Graph Representation
Dynamic Graph Embedding
In this project, we propose a novel embedding technique for dynamic graph that capture the short-term as well as long-term temporal information. The majority of the dynamic graph embedding technique has focused on static snapshots of the graph and has largely ignored the temporal dynamics within a single snapshot. Representing dynamic graph as a sequence of static snapshots where each snapshot represents all edges that occurs between a discrete time interval (e.g. minute, hour, or day) can be very coarse and noisy approximation of actual time dynamic. For example, in graph stream with edges arriving continuosly with high rate (every second/millisecond) selecting higher time granularity (e.g. minute, hour, or day) may result in loss of information and lead to poor predictive performance. Therefore, we propose to use the concept of temporal walk to capture the smallest time granularity within a snapshot. A temporal random walk traverse a graph in a increasing order of edge times. The sequence of nodes generated using temporal walk carries important information. For example, if the edge (or link) represents an email communication sent from one user to another, then the state of the user who receives the email message changes in response to the email communication.

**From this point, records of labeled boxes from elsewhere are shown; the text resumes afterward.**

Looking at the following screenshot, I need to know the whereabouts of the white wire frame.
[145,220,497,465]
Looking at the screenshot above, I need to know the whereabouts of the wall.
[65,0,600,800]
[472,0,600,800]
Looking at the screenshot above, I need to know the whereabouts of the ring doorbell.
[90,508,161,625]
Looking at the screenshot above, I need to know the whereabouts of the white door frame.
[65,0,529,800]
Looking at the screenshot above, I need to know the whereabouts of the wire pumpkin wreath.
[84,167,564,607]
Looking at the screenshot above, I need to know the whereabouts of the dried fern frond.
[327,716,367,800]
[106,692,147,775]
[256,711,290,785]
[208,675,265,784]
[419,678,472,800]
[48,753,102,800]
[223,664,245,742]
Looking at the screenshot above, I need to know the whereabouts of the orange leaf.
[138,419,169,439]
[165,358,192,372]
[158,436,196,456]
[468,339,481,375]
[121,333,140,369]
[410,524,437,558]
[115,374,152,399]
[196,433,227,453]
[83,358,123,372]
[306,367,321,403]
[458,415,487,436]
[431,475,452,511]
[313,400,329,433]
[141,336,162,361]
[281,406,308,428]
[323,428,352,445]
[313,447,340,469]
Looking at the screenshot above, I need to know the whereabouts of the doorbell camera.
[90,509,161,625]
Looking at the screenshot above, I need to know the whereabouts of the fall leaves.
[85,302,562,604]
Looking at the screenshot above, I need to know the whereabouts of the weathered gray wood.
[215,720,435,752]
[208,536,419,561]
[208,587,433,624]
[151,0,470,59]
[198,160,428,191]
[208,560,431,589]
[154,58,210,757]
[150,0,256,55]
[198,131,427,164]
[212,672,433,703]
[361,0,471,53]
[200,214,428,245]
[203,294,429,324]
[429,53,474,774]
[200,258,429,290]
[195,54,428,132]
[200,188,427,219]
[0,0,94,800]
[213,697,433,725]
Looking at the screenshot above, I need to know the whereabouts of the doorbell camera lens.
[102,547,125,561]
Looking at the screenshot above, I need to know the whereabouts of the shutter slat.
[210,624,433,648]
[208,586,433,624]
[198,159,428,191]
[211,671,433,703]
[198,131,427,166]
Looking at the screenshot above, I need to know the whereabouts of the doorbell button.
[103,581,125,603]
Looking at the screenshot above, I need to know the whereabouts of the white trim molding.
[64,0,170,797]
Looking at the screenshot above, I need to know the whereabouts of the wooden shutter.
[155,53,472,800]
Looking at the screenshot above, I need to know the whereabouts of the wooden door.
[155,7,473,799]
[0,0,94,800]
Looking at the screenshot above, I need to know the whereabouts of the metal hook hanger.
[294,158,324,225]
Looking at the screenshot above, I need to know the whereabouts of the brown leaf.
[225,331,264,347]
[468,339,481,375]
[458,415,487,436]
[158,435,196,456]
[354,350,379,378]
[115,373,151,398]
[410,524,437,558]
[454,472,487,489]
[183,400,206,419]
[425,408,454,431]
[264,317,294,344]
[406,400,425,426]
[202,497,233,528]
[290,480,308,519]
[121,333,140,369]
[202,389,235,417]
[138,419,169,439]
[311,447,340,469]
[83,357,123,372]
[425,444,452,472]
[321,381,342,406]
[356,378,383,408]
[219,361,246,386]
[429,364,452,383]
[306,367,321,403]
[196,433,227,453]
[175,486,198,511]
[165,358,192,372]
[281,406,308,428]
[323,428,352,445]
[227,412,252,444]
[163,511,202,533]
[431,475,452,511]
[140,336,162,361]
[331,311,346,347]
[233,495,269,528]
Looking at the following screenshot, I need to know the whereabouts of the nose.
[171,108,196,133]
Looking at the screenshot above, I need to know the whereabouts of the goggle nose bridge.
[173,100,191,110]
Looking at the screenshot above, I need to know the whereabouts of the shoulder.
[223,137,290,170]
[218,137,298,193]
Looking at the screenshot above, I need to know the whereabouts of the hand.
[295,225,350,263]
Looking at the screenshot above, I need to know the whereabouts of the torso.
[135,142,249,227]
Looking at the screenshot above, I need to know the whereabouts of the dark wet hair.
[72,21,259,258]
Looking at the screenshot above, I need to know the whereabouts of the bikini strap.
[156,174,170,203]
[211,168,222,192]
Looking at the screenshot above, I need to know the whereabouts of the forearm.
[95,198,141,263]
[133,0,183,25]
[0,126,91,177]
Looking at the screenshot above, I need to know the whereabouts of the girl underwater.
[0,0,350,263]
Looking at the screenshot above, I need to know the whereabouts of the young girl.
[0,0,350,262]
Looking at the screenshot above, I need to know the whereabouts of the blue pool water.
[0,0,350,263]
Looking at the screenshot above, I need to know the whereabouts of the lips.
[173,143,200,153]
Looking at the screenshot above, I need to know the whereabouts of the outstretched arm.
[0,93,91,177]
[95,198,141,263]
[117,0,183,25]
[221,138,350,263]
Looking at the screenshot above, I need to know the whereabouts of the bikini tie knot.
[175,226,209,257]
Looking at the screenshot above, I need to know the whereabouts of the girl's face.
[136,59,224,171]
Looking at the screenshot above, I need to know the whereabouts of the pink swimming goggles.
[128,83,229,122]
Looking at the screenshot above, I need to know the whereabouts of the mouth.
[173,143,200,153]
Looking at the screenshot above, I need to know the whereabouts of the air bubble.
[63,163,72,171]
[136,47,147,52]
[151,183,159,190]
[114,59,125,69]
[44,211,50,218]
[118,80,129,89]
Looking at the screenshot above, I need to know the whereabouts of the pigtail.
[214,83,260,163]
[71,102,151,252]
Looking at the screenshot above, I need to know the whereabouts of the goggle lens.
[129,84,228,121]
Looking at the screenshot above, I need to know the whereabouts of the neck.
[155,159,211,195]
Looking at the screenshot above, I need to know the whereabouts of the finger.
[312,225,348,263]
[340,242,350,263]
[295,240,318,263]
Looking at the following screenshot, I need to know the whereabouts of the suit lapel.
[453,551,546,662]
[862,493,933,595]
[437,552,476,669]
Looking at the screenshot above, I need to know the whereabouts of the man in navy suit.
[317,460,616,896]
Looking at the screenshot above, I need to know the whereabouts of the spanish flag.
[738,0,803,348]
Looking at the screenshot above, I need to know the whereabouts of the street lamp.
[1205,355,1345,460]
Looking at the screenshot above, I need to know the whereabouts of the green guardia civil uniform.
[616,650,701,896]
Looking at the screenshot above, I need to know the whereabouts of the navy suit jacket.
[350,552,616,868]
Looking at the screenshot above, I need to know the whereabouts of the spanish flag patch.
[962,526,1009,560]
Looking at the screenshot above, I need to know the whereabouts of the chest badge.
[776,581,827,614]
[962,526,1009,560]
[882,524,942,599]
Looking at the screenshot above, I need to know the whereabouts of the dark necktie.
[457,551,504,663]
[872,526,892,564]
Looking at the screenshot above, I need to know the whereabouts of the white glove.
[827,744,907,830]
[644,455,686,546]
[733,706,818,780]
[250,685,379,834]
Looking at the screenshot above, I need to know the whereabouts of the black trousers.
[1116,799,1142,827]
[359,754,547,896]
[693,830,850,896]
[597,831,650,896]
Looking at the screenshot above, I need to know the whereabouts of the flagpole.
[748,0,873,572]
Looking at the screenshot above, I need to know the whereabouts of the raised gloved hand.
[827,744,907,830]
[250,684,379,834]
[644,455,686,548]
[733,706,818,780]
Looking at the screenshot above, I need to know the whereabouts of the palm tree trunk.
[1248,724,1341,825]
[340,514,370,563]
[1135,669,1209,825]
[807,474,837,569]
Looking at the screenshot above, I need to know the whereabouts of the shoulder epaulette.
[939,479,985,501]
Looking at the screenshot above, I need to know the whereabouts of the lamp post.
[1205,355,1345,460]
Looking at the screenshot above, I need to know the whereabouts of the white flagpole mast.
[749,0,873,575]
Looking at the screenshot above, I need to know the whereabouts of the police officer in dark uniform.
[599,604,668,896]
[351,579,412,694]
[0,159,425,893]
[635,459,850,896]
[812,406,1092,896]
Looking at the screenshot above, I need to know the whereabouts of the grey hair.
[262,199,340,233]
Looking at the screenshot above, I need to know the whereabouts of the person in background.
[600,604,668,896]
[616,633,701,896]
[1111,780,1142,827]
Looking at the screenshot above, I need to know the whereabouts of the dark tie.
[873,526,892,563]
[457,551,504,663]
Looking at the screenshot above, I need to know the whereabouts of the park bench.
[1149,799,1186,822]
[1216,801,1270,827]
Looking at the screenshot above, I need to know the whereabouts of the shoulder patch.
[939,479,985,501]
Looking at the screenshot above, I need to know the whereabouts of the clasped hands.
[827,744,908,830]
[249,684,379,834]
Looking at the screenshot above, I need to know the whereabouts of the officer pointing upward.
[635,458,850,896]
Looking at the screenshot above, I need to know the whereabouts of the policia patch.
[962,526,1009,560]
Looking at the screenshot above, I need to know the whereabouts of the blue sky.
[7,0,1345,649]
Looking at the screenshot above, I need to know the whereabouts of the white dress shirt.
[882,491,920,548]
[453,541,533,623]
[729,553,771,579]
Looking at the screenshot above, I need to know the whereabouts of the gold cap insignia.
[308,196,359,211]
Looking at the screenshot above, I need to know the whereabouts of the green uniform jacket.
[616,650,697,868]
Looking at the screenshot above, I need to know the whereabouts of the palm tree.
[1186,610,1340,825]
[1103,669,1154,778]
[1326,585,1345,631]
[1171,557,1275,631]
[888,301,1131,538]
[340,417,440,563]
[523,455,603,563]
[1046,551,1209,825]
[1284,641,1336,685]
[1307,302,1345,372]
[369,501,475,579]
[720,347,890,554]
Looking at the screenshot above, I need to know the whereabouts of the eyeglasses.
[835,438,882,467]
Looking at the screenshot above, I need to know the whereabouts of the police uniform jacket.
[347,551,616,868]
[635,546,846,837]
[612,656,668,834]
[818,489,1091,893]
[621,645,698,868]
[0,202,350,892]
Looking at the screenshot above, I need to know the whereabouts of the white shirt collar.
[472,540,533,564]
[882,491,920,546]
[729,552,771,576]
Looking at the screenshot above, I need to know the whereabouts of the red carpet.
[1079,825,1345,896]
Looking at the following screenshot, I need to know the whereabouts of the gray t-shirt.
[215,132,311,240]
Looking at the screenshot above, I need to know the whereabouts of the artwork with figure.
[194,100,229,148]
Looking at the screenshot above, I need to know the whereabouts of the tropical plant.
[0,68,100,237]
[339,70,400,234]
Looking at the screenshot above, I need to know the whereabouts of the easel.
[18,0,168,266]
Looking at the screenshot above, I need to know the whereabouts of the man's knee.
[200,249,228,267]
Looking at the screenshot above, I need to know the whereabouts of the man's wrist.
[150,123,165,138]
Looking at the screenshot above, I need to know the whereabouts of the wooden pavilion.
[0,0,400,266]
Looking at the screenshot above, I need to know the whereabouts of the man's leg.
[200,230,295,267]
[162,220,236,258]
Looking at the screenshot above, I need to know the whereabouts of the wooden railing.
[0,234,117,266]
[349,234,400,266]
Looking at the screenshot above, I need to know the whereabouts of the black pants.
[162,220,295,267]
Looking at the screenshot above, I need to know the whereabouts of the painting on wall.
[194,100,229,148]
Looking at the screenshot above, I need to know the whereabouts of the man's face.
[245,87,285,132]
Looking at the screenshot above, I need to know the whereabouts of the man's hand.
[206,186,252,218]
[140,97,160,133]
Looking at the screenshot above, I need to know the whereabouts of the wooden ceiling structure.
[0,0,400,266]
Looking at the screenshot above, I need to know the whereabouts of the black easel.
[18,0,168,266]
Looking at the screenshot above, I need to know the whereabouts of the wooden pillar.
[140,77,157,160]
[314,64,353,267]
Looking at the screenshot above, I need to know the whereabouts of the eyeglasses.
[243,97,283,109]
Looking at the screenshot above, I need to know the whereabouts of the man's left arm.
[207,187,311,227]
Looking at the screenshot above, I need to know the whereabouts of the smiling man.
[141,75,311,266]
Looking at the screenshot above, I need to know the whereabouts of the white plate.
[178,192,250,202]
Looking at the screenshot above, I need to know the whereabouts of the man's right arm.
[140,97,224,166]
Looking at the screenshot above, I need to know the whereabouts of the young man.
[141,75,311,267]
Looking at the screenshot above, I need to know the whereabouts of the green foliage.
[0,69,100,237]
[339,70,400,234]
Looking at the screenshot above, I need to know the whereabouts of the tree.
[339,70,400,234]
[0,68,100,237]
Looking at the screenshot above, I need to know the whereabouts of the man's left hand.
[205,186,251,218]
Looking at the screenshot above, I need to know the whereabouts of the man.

Given the success of techiques like DeepWalk, Walklet, Node2Vec that utilizes Skip-Graph langugage model, temporal walk is given as an input to a word2vec model that returns node representations with the maximum likelihood of preserving node neighborhoods (spatial) as well as short-term temporal dependencies in a d-dimensional feature space. However, the framework can easily be used for other deep graph models that leverage random walks as the temporal walks can serve as input vectors for neural networks. We then plan to extend it to the dynamic setting through introducing a recurrent mechanism to update the network parameters, for capturing the dynamism of the graphs. Figure above shows the proposed framework for the dynamic embedding. The time-dependent embeddings learned by the proposed approach based on temporal random walks, will avoid the issues and information loss that arises when time is ignored or modeled as a sequence of discrete static snapshots. We believe the proposed approach will be useful in cybersecurity for identifying advance persistance threat, lateral movement, reducing false positive, and other type of cyber attacks. In social network, the proposed dynamic embedding technique will be useful to study the birth and the evolution of communities specifically focusing on coordinated communities for spreading misinformation.
Graph Sketching
In any application domain where the data are represents an entities and the relationship between entities, e.g., web-page and hyperlinks; people and their friendship; papers and citations; network devices and traffic flow; chemical compound and their bond, the graph is usually massive. If a data have \(n\) entities, it is essentially an \(O(n^2)\) dimensional object. Graph being ubiquitous standard for representing such relational data, impose a sheer challenge to any learning algorithm because of it’s size. In this work, we propose a novel unsupervised graph representation approach in a graph stream called SnapSketch that can be used for anomaly detection. It first performs a fixed-length random walk from each node in a network and constructs n-shingles from a walk path. The top discriminative n-shingles identified using a frequency measure are projected into a dimensional projection vector chosen uniformly at random. Finally, a graph is sketched into a low-dimensional sketch vector using a simplified hashing of the projection vector and the cost of shingles. Using the learned sketch vector, anomaly detection is done using the state-of-the-art anomaly detection approach called Robust Random Cut Forest (RRCF). SnapSketch has several advantages, including fully unsupervised learning, constant memory space usage, entire-graph embedding, and real-time anomaly detection.